Once we were looking at the story in Luke 5 where Jesus forgives a lame man’s sins and then heals him to prove to the Pharisees that He had the authority. Jesus asks them the question, “Which is easier: to say, ‘Your sins are forgiven,’ or to say, ‘Get up and walk’? (Luke 5:23, NIV). I posed the question to that group. After some careful discussion the conclusion was, “Jesus had to forgive the man’s sins before He could heal the man, because the sin was causing the lameness.” I have to admit that response caught me off guard, but it fits completely in a Papua New Guinean worldview. I, not having a Papua New Guinean worldview, had to leave my notes to interact with them about it.
Last week I took some time to explain what the Thanksgiving holiday means to those of us from the USA. I then read Psalm 100 and had us go around the room to talk about what we are thankful for, a tradition I have participated in sometimes with my family, sometimes at a church, sometimes at college. But again the answers here were not what I expected. Three of the stories involved miraculous healings. For example, one man told us about how he was in the hospital with his son.
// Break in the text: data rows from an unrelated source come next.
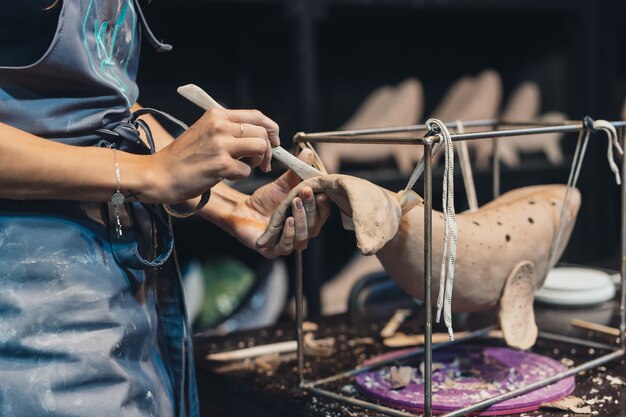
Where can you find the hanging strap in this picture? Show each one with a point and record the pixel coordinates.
(448, 257)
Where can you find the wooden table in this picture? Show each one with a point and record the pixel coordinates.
(246, 390)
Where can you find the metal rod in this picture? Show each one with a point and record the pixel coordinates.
(622, 306)
(299, 318)
(419, 127)
(495, 162)
(575, 340)
(503, 397)
(363, 138)
(397, 359)
(428, 310)
(395, 129)
(360, 403)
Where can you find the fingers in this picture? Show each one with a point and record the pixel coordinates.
(285, 244)
(317, 210)
(230, 122)
(253, 148)
(308, 200)
(255, 117)
(301, 234)
(253, 131)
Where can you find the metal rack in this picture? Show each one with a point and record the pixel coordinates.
(373, 136)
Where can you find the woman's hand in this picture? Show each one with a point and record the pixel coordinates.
(250, 217)
(222, 144)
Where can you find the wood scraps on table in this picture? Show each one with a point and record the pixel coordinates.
(598, 328)
(395, 322)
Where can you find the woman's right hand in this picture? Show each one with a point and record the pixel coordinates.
(214, 149)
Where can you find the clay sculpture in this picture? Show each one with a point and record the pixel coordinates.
(502, 249)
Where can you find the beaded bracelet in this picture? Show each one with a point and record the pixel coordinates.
(118, 198)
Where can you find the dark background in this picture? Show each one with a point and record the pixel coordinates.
(309, 63)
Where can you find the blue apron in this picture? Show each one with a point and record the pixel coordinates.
(90, 324)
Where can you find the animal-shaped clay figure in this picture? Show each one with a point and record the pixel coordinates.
(388, 106)
(524, 105)
(502, 248)
(469, 98)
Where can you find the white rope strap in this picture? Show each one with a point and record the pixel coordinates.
(448, 258)
(611, 134)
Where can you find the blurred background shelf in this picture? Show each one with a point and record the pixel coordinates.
(309, 63)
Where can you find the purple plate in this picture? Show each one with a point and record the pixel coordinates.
(470, 374)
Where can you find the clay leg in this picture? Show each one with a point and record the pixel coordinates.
(330, 156)
(517, 317)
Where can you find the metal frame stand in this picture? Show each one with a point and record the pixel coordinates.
(521, 128)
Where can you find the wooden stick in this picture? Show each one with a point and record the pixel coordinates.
(201, 99)
(600, 328)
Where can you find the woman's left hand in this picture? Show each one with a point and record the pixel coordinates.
(250, 217)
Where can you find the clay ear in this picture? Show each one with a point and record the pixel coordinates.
(374, 211)
(517, 316)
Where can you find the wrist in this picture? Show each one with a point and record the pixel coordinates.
(139, 180)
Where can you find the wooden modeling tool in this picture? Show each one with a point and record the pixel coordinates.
(200, 98)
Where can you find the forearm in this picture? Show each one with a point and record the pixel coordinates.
(35, 168)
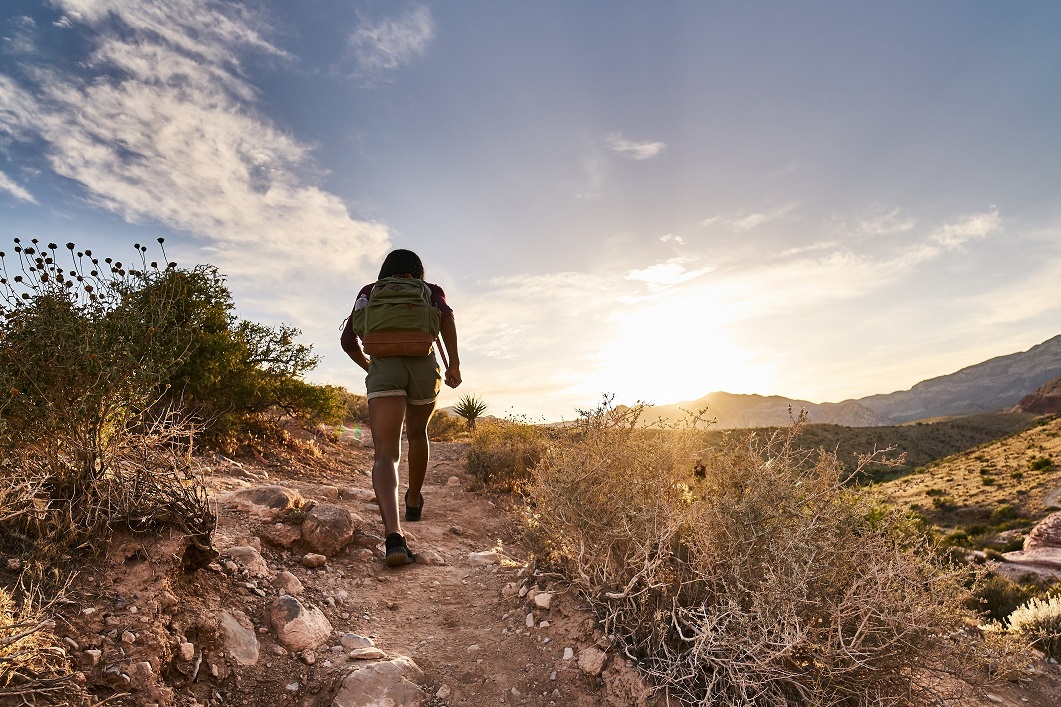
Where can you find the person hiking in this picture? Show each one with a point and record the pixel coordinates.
(403, 380)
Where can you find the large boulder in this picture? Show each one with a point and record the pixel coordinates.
(297, 627)
(1046, 534)
(393, 682)
(327, 528)
(238, 635)
(264, 502)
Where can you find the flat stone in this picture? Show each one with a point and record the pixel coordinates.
(288, 583)
(591, 660)
(327, 528)
(392, 683)
(483, 558)
(239, 637)
(313, 559)
(250, 559)
(264, 502)
(296, 626)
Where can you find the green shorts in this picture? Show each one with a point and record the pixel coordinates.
(416, 377)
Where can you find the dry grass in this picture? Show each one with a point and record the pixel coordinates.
(769, 582)
(34, 669)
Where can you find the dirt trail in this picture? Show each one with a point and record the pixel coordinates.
(465, 625)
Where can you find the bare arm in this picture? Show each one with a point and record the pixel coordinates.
(449, 331)
(350, 345)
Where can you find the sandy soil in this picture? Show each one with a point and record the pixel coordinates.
(465, 625)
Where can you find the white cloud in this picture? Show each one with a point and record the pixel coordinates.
(972, 227)
(636, 150)
(9, 185)
(884, 222)
(392, 44)
(166, 131)
(665, 274)
(744, 223)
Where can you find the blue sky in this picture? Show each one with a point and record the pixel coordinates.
(817, 200)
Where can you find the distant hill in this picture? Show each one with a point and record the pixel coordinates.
(993, 385)
(1046, 399)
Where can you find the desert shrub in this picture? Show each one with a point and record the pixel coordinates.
(1039, 621)
(1003, 513)
(1040, 463)
(470, 408)
(86, 352)
(445, 427)
(503, 452)
(995, 597)
(768, 582)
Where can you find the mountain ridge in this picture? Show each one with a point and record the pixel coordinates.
(993, 385)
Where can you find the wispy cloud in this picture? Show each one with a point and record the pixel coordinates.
(163, 128)
(636, 150)
(9, 185)
(746, 222)
(394, 42)
(972, 227)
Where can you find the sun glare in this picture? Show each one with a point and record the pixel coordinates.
(675, 348)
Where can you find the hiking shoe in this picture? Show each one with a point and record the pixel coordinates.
(398, 552)
(413, 514)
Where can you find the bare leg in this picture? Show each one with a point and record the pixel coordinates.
(419, 448)
(385, 417)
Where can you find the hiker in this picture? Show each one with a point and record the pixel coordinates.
(403, 380)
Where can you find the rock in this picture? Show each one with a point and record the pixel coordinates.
(483, 558)
(249, 559)
(282, 535)
(353, 641)
(370, 653)
(186, 652)
(239, 637)
(591, 660)
(328, 528)
(430, 557)
(296, 626)
(313, 561)
(543, 600)
(1045, 534)
(288, 583)
(394, 682)
(264, 502)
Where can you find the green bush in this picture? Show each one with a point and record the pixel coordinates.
(997, 596)
(445, 427)
(503, 453)
(1039, 621)
(768, 582)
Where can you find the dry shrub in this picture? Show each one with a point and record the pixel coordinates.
(149, 483)
(1039, 621)
(503, 452)
(768, 582)
(33, 668)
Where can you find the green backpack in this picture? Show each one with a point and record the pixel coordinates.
(398, 318)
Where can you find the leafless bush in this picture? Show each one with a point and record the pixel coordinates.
(769, 582)
(149, 483)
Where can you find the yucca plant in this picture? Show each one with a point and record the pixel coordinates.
(470, 408)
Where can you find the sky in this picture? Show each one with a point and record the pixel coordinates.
(654, 201)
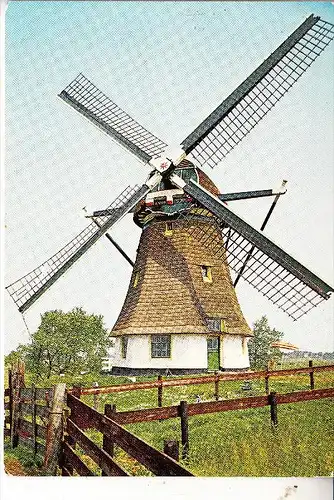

Late at night a doctor came and examined his son and told the man what drugs to tell the nurses to give him. The next night it happened again. After the third night when his son was getting better, the nurses finally asked where this man had gone to school to get his medical knowledge. He told them he is a bush man who hasn’t been to school and that the doctor told him what to say. He described the doctor to the nurses who told him they didn’t have a doctor who looked like that. He believes it was an angel that helped cure his son and strengthen his faith.
Every Wednesday night I get the chance to share with some of our national co-workers. Every Wednesday is a new opportunity to both be discipled and to learn how to disciple in a PNG context. Most of the time they ask me questions or draw conclusions I have never come close to before. But their perspective has helped grow my own faith and I pray mine has done the same for them.
Brian serves as an assistant to administration and in language survey.